Tabellen mit Dämpfungswerten der Nadelaufhängungen gibt es nur im Ausnahmefall (wie in diesem seltenen Artikel), bei den technischen Daten der Hersteller findet man sie nicht.
Dann doch lieber selbst erfassen, wie in diesem Thread beschrieben
Hier ein alternativer Link zu dem Poul Ladegaard Paper :http://www.laudioexperience.fr/wp-content/uploads/2017/04/Bruel-Kjaer-Audible-Effects-of-Mechanical-Resonances-in-Turntables-AN17-233-1977-1.pdf Auf S.5 ist eine Grafik, die die von Shure ermittelten Warp-Auslenkungen in Frequenz umgerechnet zeigt, das Maximum ist bei 4Hz, zu 10Hz fallend.

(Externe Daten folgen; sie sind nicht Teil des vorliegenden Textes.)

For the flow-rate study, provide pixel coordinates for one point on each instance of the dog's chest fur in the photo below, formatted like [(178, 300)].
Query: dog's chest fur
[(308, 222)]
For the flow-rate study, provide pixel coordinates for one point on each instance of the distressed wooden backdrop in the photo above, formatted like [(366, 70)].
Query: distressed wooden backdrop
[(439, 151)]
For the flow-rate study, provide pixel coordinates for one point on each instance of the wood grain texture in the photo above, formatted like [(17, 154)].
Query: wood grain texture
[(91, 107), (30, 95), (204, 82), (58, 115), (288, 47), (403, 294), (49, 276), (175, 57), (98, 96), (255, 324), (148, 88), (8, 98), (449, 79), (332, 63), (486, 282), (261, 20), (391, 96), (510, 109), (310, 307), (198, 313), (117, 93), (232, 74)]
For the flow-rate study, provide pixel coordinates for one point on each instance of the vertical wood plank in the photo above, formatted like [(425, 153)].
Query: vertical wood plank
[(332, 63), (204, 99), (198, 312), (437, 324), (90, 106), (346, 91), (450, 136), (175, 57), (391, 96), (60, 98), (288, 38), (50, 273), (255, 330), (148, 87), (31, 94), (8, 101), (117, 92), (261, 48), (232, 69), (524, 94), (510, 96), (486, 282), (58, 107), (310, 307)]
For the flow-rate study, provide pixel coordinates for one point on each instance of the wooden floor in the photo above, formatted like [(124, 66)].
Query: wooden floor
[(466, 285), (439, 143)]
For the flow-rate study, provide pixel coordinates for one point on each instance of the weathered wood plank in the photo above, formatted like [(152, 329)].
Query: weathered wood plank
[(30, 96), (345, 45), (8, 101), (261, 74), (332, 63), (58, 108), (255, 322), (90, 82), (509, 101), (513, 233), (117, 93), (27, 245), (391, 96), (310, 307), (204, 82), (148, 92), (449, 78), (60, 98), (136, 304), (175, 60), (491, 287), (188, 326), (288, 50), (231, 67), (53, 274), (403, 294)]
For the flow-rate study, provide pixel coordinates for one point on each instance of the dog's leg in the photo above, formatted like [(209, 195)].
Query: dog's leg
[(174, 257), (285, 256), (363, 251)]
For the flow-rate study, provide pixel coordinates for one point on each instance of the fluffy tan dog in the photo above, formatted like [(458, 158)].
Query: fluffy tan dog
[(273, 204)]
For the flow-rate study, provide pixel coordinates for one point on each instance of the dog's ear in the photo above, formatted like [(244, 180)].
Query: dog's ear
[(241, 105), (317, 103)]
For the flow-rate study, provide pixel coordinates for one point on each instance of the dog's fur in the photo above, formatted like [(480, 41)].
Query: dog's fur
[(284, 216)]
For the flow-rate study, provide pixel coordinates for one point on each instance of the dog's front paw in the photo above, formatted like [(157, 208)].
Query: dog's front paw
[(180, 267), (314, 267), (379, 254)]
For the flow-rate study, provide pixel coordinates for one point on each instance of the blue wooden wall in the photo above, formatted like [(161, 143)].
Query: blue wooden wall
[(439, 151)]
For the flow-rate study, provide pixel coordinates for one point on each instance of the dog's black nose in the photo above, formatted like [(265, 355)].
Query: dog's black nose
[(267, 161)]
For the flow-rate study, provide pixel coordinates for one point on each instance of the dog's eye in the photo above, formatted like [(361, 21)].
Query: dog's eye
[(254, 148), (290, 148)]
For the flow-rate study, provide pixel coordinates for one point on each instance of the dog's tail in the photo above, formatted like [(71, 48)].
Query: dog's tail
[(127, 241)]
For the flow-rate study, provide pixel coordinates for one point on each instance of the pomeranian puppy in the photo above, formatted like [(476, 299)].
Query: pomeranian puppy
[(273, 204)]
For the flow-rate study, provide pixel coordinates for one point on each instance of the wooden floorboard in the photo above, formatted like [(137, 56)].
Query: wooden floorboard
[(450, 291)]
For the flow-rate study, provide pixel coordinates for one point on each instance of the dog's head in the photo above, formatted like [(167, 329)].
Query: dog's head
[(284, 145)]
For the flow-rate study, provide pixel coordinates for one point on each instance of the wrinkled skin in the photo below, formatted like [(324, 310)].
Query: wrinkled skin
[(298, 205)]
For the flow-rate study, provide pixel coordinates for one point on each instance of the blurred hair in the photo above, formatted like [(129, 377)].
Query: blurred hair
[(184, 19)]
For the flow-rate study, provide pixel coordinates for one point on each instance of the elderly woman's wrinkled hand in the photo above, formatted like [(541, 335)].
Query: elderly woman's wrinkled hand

Je näher man den 10Hz kommt, umso sicherer kann die Welligkeit bewältigt werden, sprich, der TA springt nicht aus der Rille.
Ladegaard hat einen vertikalen Sprung von 0,2mm in eine Platte eingebaut, bei 10Hz Resonanzfrequenz dauert jede Periode 100ms, 5 Nachschwinger würde ich als ordentlich ansehen, aber das dauert schon 500ms, also 1/4 Umdrehung der Platte, sprich, nur 75% der Platte werden bestenfalls ohne signifikante Störung abgespielt, dann kommt die nächste Störung der nächsten Runde.
Bei 5Hz und gleicher Dämpfung wird sogar eine halbe Plattenumdrehung mitbeeinflusst.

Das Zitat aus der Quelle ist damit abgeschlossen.